そぞろ寒娘が米を借りにくる 杉山 三薬
『この一句』
この夏は「令和の米騒動」といわれ、店頭からお米が消えた。そもそも新米が出回る前の8月は、端境期でもあり在庫は減っている。そこへ、南海トラフ地震臨時情報や大型台風接近による各家庭の米備蓄が重なったため、と一般的には言われている。他にも昨年の猛暑で高品質の米の生産量が減った、インバウンドによる外国人の消費が増えた、減反政策のツケなどと、様々な要因が浮かび上がった。9月半ばになって、ようやく新米が出回るようになり、多少割高だが米が店頭に並ぶようになった。

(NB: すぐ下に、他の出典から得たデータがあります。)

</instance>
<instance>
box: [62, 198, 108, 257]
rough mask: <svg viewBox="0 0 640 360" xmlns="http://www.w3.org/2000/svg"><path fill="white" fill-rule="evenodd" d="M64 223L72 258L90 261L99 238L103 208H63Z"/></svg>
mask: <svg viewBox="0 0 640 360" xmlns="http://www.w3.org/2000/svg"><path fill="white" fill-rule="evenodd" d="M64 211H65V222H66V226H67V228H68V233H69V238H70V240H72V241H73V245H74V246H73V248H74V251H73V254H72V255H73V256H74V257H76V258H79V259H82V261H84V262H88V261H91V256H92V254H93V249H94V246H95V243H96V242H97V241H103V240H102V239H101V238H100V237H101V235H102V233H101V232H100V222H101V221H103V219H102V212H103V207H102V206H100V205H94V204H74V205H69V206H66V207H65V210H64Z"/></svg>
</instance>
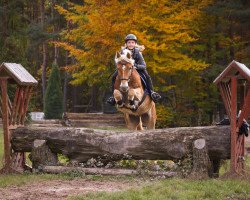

そんな時勢を踏まえ、掲句は嫁いだ娘が米を分けてくれと実家に泣きついてきた、という。「そぞろ寒」に相応しい光景だが、この夏の米騒動を度外視して、掲句に出会ったとしたらどう感じるか。主食の米を借りにくる何か差し迫った理由があるのだろうか。あるいは、近所に住む娘さんが気軽に「お母さん、ちょっとお米ちょうだい」と駆け込んできたのか。水牛さんは後者を採り「江戸の昔から今日まで連綿と続いている長屋風景にも通じる実にいい句」と絶賛。
実は、この日の席題は「米」だった。しかも、出題したのは作者である。作者が明かされると、一同感心するやら冷やかすやら、大いに盛り上がった。とはいえ、掲句には出題者の気負いは感じられず、とても素直な感じの良い句だ。作者の思惑通り、天の位を獲ったのも宜なるかな。